— Дорогой Иван Иваныч! — майор Клюкин обнял его, с размаху звякнул своей кружкой об его кружку. — Очень правильный тост. Мы никогда не забудем тех, кто погиб в боях за Родину!
Глава четвертая
В эту ночь никто не спал. А когда едва-едва забрезжил рассвет, танки, оставив позади штабные и всякие другие машины, фургоны, повозки, батареи и минометные расчеты, прошли по наведенному саперами за ночь мосту через разлившуюся реку, поднялись в горы.
Дорога петляла, извиваясь по самому краю пропасти, и была узка — часть гусеницы крутилась над бездной, не задевая земли.
Шли без отдыха, спали по три-четыре часа, сменяя за рычагами друг друга. От напряжения, от постоянного нервного вглядывания в дорогу у водителей ломило глаза.
Солнце клонилось к вечеру, когда колонна «тридцатьчетверок» поднялась на перевал. Откуда-то снизу, задрав носы, неожиданно вынырнули три самолета со свастикой на крыльях и на хвосте, обдав горы гулом, промчались над колонной и исчезли за одиноко торчавшей скалой. Движение застопорилось. Все ждали, что они еще вернутся. Но рокот смолк, самолеты не появлялись.
— Все. Спета ваша песенка! — весело кричал в ту сторону, куда они скрылись, Евдоким Кондратьевич.
Последние машины втягивались на плоскую вершину. Осунувшиеся, небритые, прокопченные дымом берлинского боя, выпрыгивали из машин танкисты, чтобы поразмяться, поваляться на траве, вдохнуть свежего прозрачного горного воздуха, поглядеть вокруг.
Прямо, справа, слева, позади теснились горы, покрытые лесом. Отсюда, с перевала, лес казался настолько густым, что упади — и покатишься по макушкам деревьев в междугорье, а там встанешь и шагай дальше, как по мягкому мохнатому ковру.
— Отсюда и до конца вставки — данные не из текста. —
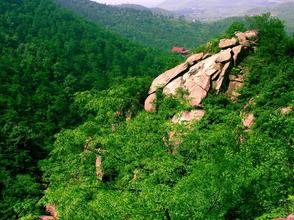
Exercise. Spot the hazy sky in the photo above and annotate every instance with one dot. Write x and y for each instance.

— Ребята, а вы верите, что уже нету войны, а? — задумчиво спрашивал Рожков, не обращаясь ни к кому в частности. Он сидел на траве, обхватив колени, покачиваясь, ласково жмурясь от закатного солнца. За время боев Рожков посолиднел, уж не так тараторил, как прежде, в голосе его появились басовитые нотки, ресницы не хлопали вверх-вниз от рассказов бывалого фронтовика. Рожков сам стал бывалым.
— Ты, старик, веришь, а? — обратился он к Ивану Ивановичу.
— Твой дедушка старик, — огрызнулся Иван Иванович. — Я, может, сейчас такой молодой, что и не всякая девка по теперешнему времени мне в товарищи годится.
— Войны-то нету. Да вот ущелья, пропасти... — отозвался Летников и устало потер лоб. — Чувствую, понимаешь, гусеница левая висит. Так жутко делается, аж в пятках щекотно...
— Победа, ребята, это да, — заговорил майор Клюкин. — Но не забывайте, куда и для чего торопимся мы. Фашистская группировка, не пожелавшая сдаться, велика. — Пожевав сорванную былинку, он спросил Братухина: — Федя, а Сибирь красивее? — И кивком указал на горы.
— Да как тут оценить, товарищ майор? Всякому мила та сторона, где пупок резан. Конечно, и здесь красиво. Горы, ущелья, леса... Однако я в свою Сибирь нагишом бы убежал. У нас ведь все настоящее: зима — так зима, весна — так ручьи, как и полагается, бегут, урчат. А в других-то местах зима — и вдруг дождище хлещет. Или вот сейчас май, а вроде уж и лето. Нет, у нас в Сибири лучше, у нас закон природы твердый.
Из-за скалы на повороте послышался рокот.
— Фашист, по гулу слышу! — вскочил Федя. Все по привычке схватились за оружие. И действительно, на поляну выкатил немецкий бронетранспортер.
— Не стреляйте, это я! — торопливо выкрикнул из-за брони хриплый голос, вверх взметнулась тонкая мальчишечья рука, затем показалась сияющая, измазанная физиономия Юрки. Подведя машину поближе к первым танкам, Юрка заглушил мотор. Ступенька у бронетранспортеров высокая, а Юрка так торопился, что, прыгая, упал на четвереньки. Отряхивая брюки, улыбнулся смущенно и растерянно. На Наташу он не глядел. «Если просить ее, она, конечно, не разрешит. А я и не буду у нее спрашивать. Я прямо к комбату. А что может сказать комбат, если я уже в батальоне? Не отправит же он меня по такой узкой дороге обратно, навстречу войскам». Так думал Юрка.